Mesir menyatakan kesiapannya untuk intervensi militer di Libya.

Rep: Kamran Dikarma/ Red: Nur Aini
Anggota gerilyawan antipemerintah memegang senjata antiserangan udara di depan kilang minyak Ras Lanouf, di timur Libya, 5 Maret 2011.
Foto: AP Photo/Hussein Malla
Anggota gerilyawan antipemerintah memegang senjata antiserangan udara di depan kilang minyak Ras Lanouf, di timur Libya, 5 Maret 2011.

REPUBLIKA.CO.ID, TRIPOLI -- Perwakilan Tetap PBB untuk Libya Taher El-Sonni mengatakan, ancaman terhadap keamanan nasional Mesir tidak datang dari Libya. Hal itu dia utarakan setelah Presiden Mesir Abdel Fattah al-Sisi memerintahkan pasukannya untuk siap mengemban misi keamanan di luar negeri, sebuah sinyal yang ditujukan kepada Libya.

"Ancaman terhadap keamanan nasional Mesir bukan dari Libya dan menarik garis fiktif di dalamnya atau mengancam untuk mengirim pemuda suku kami di belakang tank-tank Anda," kata El-Sonni melalui akun Twitter pribadinya pada Ahad (21/6).

Baca Juga

Dia pun memperingatkan Mesir agar tak memberi dukungan pada pimpinan Libyan National Army (LNA) Jenderal Khalifa Haftar. "Selama bertahun-tahun kami telah menyarankan Pemerintah Mesir untuk tidak bertaruh pada penjahat perang dan bahwa Libya bukanlah wilayah di perbatasannya, melainkan sebuah negara bersatu dan wilayahnya saling melengkapi satu sama lain," ujarnya.

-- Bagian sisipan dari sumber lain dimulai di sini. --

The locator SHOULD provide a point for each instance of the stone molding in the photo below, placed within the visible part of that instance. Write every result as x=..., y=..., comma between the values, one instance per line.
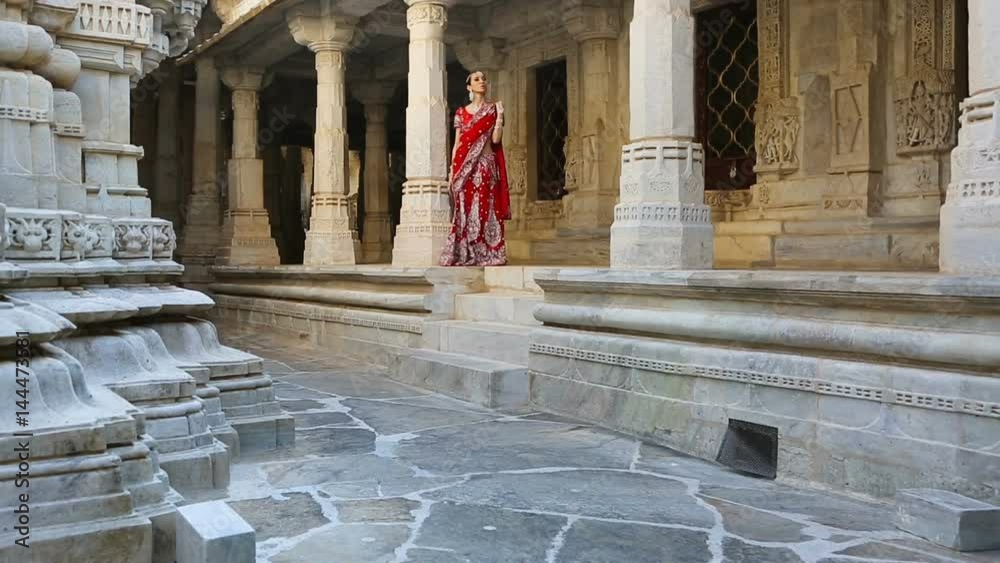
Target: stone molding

Sebelumnya, anggota Dewan Tinggi Libya Abdurrahman Shater mengecam ancaman intervensi militer yang dikemukakan Sisi. Dewan Tinggi Libya merupakan sekutu Government of National Accord (GNA), pemerintahan Libya yang diakui PBB. “Pidato al-Sisi di depan kerumunan pasukannya di dekat perbatasan memukul genderang perang,” ujar Shater melalui akun Twitter pribadinya, dikutip laman Aljazirah.

Menurut Shater, Mesir telah melakukan intervensi selama empat tahun di Libya. Namun Sisi menolak mengakuinya. Sisi, kata Shater, justru membuat klaim dan dalih menaruh bahwa dirinya menaruh perhatian pasa keamanan Libya.

Shater menilai keamanan dan demokrasi Libya telah terancam sejak Sisi bersikeras membawa pasukannya ke negaranya. “Lepaskan tangan Anda dari kami dan jangan ulangi tragedi Anda di Yaman,” ucapnya.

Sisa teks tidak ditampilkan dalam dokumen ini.